Resistance of macrophages to the suppressive effect of interleukin-10 following thermal injury

Abstract

The activation of a macrophage (Mφ)-dependent proinflammatory cascade following thermal injury plays an important role in the development of immunosuppression and increased susceptibility to subsequent sepsis in burn patients. In contrast, although interleukin (IL)-10, an anti-inflammatory cytokine that can downregulate Mφ activity, has also been implicated in postburn immune dysfunction, its role in the regulation of Mφ function postburn remains unclear. To study this, C57BL/6 female mice were subjected to a 25% total body surface area third-degree scald burn, and splenic Mφs were isolated 7 days later. Lipopolysaccharide (LPS)-stimulated IL-10, IL-6, tumor necrosis factor (TNF)-α, and nitric oxide (NO) production were significantly increased in the burn group compared with shams. Blockade of endogenous IL-10 activity enhanced IL-6 and TNF-α release, but not NO release, in both groups. The addition of exogenous IL-10 to the Mφ cultures dose dependently suppressed production of these inflammatory mediators in both groups. The timing of IL-10 addition to the cultures in relation to LPS stimulation, however, was critical.
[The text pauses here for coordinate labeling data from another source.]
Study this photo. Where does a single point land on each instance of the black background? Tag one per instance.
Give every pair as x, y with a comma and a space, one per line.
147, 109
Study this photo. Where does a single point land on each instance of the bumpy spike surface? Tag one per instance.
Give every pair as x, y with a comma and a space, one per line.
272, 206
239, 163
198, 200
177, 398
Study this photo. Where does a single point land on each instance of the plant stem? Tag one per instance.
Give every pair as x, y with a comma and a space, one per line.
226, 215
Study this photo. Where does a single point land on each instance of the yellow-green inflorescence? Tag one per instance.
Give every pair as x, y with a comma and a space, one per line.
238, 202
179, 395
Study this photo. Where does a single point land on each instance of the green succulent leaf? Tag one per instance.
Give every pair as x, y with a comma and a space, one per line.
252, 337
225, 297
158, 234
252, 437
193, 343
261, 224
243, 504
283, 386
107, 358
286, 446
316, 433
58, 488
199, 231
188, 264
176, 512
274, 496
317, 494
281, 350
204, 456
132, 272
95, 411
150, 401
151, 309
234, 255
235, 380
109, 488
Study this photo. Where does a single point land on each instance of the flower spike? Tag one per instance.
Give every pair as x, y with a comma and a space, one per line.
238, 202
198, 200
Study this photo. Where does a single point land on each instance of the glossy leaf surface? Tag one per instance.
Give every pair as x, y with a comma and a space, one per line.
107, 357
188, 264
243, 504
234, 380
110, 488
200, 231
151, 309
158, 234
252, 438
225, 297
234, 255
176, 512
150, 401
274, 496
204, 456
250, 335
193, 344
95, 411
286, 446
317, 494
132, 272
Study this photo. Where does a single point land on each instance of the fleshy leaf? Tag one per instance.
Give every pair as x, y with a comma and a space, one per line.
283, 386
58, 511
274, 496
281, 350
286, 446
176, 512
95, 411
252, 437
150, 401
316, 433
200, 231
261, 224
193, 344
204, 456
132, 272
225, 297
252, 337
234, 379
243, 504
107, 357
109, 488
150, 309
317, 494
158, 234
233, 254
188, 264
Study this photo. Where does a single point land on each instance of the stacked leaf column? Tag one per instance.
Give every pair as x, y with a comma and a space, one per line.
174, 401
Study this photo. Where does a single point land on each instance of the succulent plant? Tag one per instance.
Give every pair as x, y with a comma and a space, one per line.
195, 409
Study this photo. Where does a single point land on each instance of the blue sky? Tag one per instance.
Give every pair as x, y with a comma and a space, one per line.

The suppressive effect of exogenous IL-10 was attenuated in both groups when the cells were exposed to IL-10 at 4–6 h after LPS stimulation; however, Mφs from injured mice were significantly better able to maintain inflammatory mediator-productive capacity. The resistance of Mφs from injured mice to IL-10-mediated suppression correlated with decreased IL-10 receptor (IL-10R) expression and increased CD11b expression. These findings suggest that Mφs, following thermal injury, display resistance to suppression by IL-10 due in part to downregulation of IL-10R expression.